In tal senso ha osservato che l’azione predatoria non era caduta soltanto sull’autovettura -in relazione alla quale era astrattamente ventilabile una legittima pretesa restitutoria-, ma anche sui 1.500,00 euro e sul telefonino cellullare, ossia su beni esorbitanti rispetto alla restituzione dell’autovettura che si assume pretesa da COGNOME NOME, in quanto di proprietà dalla società da lui amministrata e asseritamente- concessa in uso a Salvia.
A tale riguardo va rimarcato che lo stesso COGNOME ha dichiarato di avere incaricato COGNOME COGNOME (co-indagato dell’odierno ricorrente) del solo recupero dell’autovettura, ma non anche dell’esazione di somme di denaro eventualmente dovute alla società da lui amministrata.

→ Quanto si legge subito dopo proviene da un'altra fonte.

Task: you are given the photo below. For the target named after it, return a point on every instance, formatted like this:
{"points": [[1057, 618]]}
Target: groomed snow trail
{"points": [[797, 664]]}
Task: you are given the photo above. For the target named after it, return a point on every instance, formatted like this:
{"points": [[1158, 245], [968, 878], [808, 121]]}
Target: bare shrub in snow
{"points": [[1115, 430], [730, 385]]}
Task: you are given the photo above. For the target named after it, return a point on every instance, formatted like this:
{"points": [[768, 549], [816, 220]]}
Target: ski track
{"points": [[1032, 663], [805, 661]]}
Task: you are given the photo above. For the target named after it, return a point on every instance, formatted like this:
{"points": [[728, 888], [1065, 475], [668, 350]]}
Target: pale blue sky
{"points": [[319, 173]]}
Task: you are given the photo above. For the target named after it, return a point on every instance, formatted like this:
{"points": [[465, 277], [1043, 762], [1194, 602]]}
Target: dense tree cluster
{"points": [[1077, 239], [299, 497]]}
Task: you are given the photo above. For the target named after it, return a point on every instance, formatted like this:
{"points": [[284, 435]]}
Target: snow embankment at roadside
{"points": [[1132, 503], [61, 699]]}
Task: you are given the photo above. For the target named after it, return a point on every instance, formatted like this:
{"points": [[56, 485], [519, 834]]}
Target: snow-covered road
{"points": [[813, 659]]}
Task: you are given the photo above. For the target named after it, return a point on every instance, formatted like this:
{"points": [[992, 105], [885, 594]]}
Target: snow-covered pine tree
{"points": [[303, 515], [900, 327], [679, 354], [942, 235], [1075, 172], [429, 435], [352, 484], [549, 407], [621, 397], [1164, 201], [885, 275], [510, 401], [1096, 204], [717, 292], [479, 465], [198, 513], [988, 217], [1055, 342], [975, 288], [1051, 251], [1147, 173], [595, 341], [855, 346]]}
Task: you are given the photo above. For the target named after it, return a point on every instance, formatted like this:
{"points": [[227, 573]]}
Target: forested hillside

1.3. Sulla base di tali dati fattuali, il tribunale ha osservato che la condotta predatoria realizzata dal ricorrente e dai suoi co-indagati esorbitava -comunquedal mandato recuperatorio conferito da NOME NOME, così che doveva ritenersi configurata una rapina e non il reato di ragion fattasi, in ciò rendendo una motivazione conforme all’insegnamento di questa Corte, che ha chiarito che «il concorso del terzo nel reato di esercizio arbitrario delle proprie ragioni con violenza o minaccia alle persone è configurabile nei soli casi in cui questi si limiti ad offrire un contributo alla pretesa del creditore, senza perseguire alcuna diversa ed ulteriore finalità» (Sez. U, n. 29541 del 16/07/2020, COGNOME, Rv. 280027 – 03).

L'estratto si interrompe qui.